Every year Jim digs over the vegetable side of our garden. As he makes his way along it with a garden fork, he pulls out stones, tough roots, weeds, small bulbs and occasionally the rogue onion or beetroot which missed the harvests. He's fairly meticulous.
Yet every year, without fail, when that strip of land looks bare, in the middle of spring, a single plant sprouts up. Slap bang in the middle. Sending a thin bending-on-the-wind kind of green leaf up. Some sort of narcissus. Every year. No matter how thoroughly you dig. Or pluck. Or pull. It must grow slowly, yet I never notice it until it's at least eight inches tall. Like a chin hair. Not that they are ever 8 inches long. Unless you're going for that kind of look.
This year, rather than scowl at it, I'm going to let it grow. Give it a little bit of time, maybe it'll turn into something beautiful. Like this homemade strained yoghurt cheese. It transforms sour natural yoghurt, something I don't eat on its own (unless it has a copious amount of honey in/on it), into a soft spreadable creamy cheese with just the application of time and a little bit of gravity. Really.
You don't need fancy thermometers, muslin, pans or chemicals. Two ingredients.
Makes around 8 golf ball sized lumps
500ml natural full fat yoghurt (I used Yeo Valley)
Pinch of salt
You will also need:
A large, fresh, clean jay-cloth folded in half
A large bowl
Sterlised jars for storage
Herbs and spices for coating
1, Lay your clean jay cloth into the base of the sieve creating a bowl. Place the sieve over a large bowl.
2, Gently stir the salt into the yoghurt and pour into the prepared sieve.Gather the edges and tie securely.

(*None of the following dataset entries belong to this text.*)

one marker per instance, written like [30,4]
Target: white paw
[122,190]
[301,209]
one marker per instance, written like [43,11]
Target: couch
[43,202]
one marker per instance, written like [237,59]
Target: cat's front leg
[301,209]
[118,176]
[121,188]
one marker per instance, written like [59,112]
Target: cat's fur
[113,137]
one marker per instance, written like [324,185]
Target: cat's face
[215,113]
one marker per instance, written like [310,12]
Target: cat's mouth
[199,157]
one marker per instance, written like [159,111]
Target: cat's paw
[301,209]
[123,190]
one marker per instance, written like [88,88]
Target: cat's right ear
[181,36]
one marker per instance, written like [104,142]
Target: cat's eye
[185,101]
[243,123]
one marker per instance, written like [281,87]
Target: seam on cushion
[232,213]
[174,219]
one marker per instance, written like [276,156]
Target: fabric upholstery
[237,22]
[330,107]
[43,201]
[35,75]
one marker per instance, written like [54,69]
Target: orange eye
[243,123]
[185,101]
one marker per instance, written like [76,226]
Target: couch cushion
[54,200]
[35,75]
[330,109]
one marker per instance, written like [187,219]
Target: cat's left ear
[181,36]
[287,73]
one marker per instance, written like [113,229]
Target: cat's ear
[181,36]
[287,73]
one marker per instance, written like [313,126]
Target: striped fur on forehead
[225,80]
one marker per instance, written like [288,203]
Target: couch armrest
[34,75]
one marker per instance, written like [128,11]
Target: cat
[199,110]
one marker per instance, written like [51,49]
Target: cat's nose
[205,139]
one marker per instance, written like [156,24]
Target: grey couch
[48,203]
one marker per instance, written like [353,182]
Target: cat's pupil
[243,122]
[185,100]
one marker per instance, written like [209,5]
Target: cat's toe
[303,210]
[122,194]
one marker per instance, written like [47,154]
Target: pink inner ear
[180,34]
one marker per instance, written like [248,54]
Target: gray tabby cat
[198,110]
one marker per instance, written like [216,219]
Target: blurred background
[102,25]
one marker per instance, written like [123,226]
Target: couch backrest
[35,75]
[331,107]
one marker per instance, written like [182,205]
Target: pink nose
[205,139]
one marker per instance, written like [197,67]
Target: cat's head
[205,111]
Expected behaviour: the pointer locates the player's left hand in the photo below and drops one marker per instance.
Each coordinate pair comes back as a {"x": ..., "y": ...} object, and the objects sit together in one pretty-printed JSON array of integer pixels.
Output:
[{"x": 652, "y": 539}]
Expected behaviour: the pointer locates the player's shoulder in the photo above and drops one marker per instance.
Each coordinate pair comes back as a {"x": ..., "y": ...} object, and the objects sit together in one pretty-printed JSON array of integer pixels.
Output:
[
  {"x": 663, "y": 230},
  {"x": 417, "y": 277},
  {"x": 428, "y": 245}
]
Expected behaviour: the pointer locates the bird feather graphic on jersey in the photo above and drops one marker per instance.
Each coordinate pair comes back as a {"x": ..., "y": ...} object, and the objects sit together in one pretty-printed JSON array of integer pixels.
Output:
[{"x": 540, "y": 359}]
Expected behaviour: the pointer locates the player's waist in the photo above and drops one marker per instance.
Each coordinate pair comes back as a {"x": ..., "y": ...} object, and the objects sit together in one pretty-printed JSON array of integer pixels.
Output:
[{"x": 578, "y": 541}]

3,You now need to suspend the yoghurt over the bowl. I used a fruit bowl which had a banana hook. It's really important that you don't poke the bag or squish it - no matter how tempting that would be. The whey will start to drip out almost immediately.
4, You need to hang the yoghurt in a cool place for at least 18 hours or more if you want a firmer cheese. I left mine in a cool spot in the kitchen, but the fridge is good if your kitchen is a bit warm.
5, After 18 hours, you will have a ball of cheese which you can pick up. Cut into 8 pieces and roll into equal sized balls. A little splosh of olive oil on your hands will stop them sticking.
7, You can then roll them in herbs or spices. I rolled mine in rosemary, mint and black pepper.
8, Place them in a sterilised jar with enough olive oil to cover them. Store the labneh in the fridge, it will last a couple of weeks. You can also cover and store the whey, brilliant for baking bread. I used mine in Spelt & Pumpkin Seed Crackers.